The doctor flung the charts across the room. “Get this man out of here,” he quipped. Those scars on his lungs are not tuberculosis, they’re from pneumonia.”
By this time, the coal industry was struggling and no jobs were available. While forced to accept welfare for the benefit of his siblings, he was enrolled in barbering school in Charleston as a part of the welfare program. He had long wanted to be a licensed barber as he regularly had cut his own sons’ hair, usually while the boys were seated on their front porch.

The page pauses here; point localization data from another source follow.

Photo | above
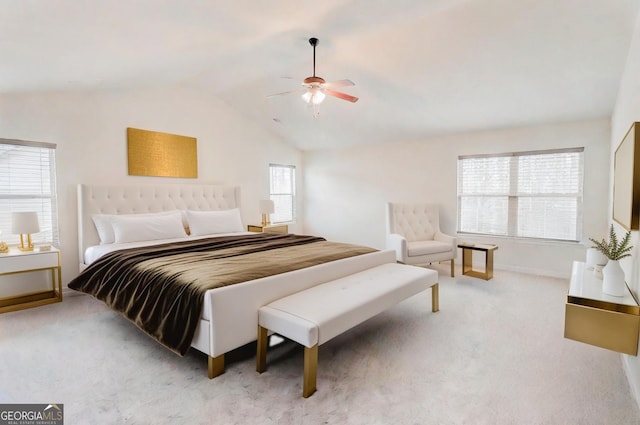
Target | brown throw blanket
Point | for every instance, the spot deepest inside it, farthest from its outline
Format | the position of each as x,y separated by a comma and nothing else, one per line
161,288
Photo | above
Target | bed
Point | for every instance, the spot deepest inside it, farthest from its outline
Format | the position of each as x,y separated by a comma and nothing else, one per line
228,314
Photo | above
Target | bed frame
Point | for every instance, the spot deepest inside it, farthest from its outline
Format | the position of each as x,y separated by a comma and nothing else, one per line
230,313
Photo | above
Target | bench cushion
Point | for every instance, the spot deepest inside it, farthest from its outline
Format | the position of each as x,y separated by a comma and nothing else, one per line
317,314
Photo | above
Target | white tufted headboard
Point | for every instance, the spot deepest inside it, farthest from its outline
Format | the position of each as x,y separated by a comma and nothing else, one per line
121,199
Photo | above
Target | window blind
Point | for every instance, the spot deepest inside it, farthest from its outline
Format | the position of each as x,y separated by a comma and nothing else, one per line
282,181
523,194
28,183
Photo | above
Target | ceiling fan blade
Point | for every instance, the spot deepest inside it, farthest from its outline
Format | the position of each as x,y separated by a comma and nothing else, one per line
339,83
288,92
341,95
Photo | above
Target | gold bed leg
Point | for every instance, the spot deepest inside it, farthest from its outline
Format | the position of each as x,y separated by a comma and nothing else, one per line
435,297
216,366
310,370
261,355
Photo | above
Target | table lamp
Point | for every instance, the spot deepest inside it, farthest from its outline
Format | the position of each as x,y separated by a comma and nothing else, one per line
25,223
266,207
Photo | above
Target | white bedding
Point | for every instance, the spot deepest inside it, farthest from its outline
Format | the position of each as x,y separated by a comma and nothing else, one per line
92,253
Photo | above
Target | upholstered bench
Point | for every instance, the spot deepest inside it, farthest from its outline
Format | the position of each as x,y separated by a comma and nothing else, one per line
314,316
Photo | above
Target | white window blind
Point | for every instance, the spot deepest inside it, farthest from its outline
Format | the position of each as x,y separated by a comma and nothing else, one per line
28,183
523,194
282,181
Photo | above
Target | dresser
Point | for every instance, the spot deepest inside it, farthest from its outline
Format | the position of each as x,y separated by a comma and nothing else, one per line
599,319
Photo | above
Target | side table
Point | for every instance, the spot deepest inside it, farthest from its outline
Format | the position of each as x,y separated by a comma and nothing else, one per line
269,228
16,261
467,259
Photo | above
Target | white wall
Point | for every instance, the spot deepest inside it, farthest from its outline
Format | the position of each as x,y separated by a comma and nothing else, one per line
346,189
627,110
89,129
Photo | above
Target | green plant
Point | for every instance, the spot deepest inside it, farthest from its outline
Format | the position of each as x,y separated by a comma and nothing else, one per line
613,249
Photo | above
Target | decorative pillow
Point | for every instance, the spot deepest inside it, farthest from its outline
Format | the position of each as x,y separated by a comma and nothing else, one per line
144,227
212,222
104,223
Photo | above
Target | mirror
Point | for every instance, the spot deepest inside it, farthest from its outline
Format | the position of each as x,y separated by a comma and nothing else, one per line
626,188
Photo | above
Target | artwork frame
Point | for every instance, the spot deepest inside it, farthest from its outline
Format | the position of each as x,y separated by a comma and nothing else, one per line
626,180
151,153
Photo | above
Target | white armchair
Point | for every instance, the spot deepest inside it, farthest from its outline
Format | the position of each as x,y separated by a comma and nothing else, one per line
413,231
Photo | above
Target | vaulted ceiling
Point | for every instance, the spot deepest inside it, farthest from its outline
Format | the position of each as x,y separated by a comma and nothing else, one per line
421,67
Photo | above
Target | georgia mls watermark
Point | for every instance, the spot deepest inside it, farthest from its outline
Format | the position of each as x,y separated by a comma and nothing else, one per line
31,414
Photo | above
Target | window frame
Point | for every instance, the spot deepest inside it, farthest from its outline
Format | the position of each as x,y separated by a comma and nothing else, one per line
514,197
47,196
290,215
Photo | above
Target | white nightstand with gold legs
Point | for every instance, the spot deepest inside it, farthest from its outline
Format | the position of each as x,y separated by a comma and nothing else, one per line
16,261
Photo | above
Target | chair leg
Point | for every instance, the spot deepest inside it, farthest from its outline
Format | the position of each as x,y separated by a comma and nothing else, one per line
261,355
435,298
310,370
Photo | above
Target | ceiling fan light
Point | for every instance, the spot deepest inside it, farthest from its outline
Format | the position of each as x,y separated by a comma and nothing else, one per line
313,96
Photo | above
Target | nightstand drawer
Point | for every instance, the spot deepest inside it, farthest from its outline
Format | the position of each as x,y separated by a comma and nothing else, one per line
14,262
270,228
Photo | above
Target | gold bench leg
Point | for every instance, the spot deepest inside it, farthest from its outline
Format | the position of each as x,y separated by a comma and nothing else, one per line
310,370
261,356
216,366
435,298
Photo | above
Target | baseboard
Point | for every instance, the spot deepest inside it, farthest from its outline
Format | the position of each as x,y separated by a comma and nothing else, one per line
634,384
534,271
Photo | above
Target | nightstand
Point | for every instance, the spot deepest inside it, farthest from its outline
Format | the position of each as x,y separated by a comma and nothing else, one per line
270,228
16,261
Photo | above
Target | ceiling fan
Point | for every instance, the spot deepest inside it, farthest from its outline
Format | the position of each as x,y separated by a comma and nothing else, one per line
315,88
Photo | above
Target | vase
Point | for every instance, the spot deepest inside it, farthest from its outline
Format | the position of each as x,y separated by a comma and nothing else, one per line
613,279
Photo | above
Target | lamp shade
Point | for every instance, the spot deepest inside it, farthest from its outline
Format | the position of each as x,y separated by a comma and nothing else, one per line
24,222
267,206
313,96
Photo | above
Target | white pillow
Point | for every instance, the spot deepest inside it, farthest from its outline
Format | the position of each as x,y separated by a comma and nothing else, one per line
212,222
104,226
144,227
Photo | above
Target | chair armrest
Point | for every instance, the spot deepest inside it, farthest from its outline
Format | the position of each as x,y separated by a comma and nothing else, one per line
439,236
398,243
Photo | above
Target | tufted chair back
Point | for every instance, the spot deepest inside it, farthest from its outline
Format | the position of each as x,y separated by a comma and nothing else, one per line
416,222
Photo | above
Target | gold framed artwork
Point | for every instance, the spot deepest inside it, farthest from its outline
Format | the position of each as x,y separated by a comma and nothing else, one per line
151,153
626,180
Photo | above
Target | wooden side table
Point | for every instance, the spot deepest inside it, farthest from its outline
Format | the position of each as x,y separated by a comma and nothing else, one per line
270,228
16,261
467,259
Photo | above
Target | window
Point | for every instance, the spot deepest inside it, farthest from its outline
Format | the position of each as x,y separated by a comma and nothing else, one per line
27,183
522,194
282,181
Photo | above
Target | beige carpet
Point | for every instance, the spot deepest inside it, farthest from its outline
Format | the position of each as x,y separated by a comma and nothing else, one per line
494,354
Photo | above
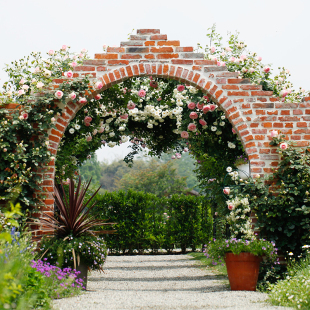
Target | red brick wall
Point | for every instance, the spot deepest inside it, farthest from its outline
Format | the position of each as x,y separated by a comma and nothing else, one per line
252,112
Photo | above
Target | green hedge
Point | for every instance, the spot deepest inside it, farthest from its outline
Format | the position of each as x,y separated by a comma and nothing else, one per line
145,221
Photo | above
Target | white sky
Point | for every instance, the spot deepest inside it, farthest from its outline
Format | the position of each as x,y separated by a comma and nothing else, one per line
278,30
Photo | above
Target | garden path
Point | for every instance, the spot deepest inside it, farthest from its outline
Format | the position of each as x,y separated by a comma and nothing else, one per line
160,282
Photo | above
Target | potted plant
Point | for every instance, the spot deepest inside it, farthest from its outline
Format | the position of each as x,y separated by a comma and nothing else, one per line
243,252
243,165
242,258
70,238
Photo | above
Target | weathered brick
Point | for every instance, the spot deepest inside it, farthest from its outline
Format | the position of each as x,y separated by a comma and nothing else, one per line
168,43
158,37
137,49
106,56
131,56
214,69
237,93
148,31
115,50
182,62
184,49
192,55
167,56
149,43
165,49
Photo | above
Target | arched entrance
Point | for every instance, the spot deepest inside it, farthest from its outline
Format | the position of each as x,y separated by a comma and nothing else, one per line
252,112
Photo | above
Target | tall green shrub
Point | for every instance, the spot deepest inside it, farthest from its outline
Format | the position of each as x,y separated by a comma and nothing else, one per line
145,221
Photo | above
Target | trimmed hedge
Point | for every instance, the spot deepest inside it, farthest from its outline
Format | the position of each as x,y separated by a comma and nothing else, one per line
145,221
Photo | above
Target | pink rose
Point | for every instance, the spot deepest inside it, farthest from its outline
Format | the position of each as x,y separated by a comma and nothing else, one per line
72,96
153,84
180,88
191,127
202,122
131,105
206,109
141,93
226,190
191,105
83,100
68,74
98,85
59,94
273,133
184,134
193,115
87,119
212,107
284,93
266,69
231,207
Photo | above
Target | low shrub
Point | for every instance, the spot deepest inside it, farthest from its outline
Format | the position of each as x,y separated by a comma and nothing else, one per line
145,221
293,291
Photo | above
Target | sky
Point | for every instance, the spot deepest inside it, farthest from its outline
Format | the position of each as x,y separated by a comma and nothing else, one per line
276,29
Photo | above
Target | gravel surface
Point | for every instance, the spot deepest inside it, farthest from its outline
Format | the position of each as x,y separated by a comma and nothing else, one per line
160,282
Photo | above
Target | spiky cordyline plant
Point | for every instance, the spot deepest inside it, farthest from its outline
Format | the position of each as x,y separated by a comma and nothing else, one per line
75,218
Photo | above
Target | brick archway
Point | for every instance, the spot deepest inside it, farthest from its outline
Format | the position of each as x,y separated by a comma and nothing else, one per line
252,112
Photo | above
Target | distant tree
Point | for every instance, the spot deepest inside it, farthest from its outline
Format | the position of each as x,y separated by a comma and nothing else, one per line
157,178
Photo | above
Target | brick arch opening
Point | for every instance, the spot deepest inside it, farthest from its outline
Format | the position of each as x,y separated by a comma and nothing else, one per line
252,112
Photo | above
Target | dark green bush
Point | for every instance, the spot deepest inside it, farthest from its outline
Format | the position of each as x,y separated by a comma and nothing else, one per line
145,221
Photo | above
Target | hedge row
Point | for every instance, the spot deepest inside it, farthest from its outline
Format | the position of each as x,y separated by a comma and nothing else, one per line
145,221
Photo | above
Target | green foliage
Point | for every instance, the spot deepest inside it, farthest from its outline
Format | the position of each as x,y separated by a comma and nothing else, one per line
281,201
71,251
145,221
293,291
158,179
21,287
216,249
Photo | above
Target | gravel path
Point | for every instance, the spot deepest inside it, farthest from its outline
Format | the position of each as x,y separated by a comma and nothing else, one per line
160,282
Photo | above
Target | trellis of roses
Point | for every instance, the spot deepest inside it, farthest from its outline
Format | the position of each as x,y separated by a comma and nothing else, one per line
237,58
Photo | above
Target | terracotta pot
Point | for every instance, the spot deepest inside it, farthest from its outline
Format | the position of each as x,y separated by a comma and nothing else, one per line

After about a year of the school, he proudly received his license and went to work at the barber shop in Logan, now known as “Choppers”. He enjoyed the work and, even without a driver’s license or automobile, managed to make it to and from his workplace six days a week. As the late 1960s came to a close and the “long haired generation” began its hippie spiral, along with the decrease in the local population, it became difficult to earn a living as a barber. Fortunately, he was able to tend a large hillside garden about a mile from his house and the results of his labor there were always fruitful for the family. In summertime, it was not unusual to see him walking the railroad tracks with a bushel basket of produce on one shoulder and a burlap sack full of more produce on the other headed for the confines of home. Occasionally, one of his sons would accompany him on the mile or more trip to the garden.
As the mines made their comeback in the 1970s, he became a coal miner again at Youngstown Steel’s location at Dehue. During miners’ vacation in the summertime, he and his family rarely were able to go anywhere and sometimes were about the only people left in the coal camp during those times.
On weekends and some holidays, the man could be seen walking up the railroad tracks with his black brief case filled with his barbering equipment and selection of pocket knives. The knives usually were traded with some of his “customers”. He would stop from home to home, cutting one person’s hair at a time and swapping knives. There was no charge for the haircuts.
After his death from cancer at the relatively young age of sixty-two, the family received many stories from fellow mine workers all saying that he had worked for two years very ill trying to live long enough to secure his UMWA retirement. He never made his family aware of his illness. Less than a year after he retired, and six days before his February 12th birthday, he succumbed to the illness. He had given his “all.”
It was only late last summer at a family reunion that members of his family found out just how special this gentleman was. Like so many veterans of all wars, men and women choose not to rekindle their memories of military action. He never spoke of World War II or its atrocities, at least not to his immediate family. However, according to his youngest brother, he apparently felt the need to speak to him about certain things from his military service.
“He said that once in Germany, he and a bunch of men from different units wound up together in a bombed out house. There was a young soldier who had just received a new “kodak” camera as a present from his mother,” the brother explained. “The rumble of airplanes enticed the young fellow to want to go outside and take photos to send back home, not knowing whether the planes were friend or foe. The veteran soldier advised him that he should not do so, but the young man went outside anyway. He immediately was cut in half by the guns of an enemy plane.”
As it turns out, this same man was in every major battle of the war in Europe and was the recipient of five major medals, of which he never spoke about.
In case you haven’t figured it out yet, the man I’ve been writing about was my father, Carlos Williamson, who along his wife, Ethel, raised seven children. My dad’s youngest brother was Rudy Williamson, himself a Vietnam veteran.
This story is dedicated to all the people who I’m sure have stories of their own to share with their family and others. HAPPY FATHER’S DAY.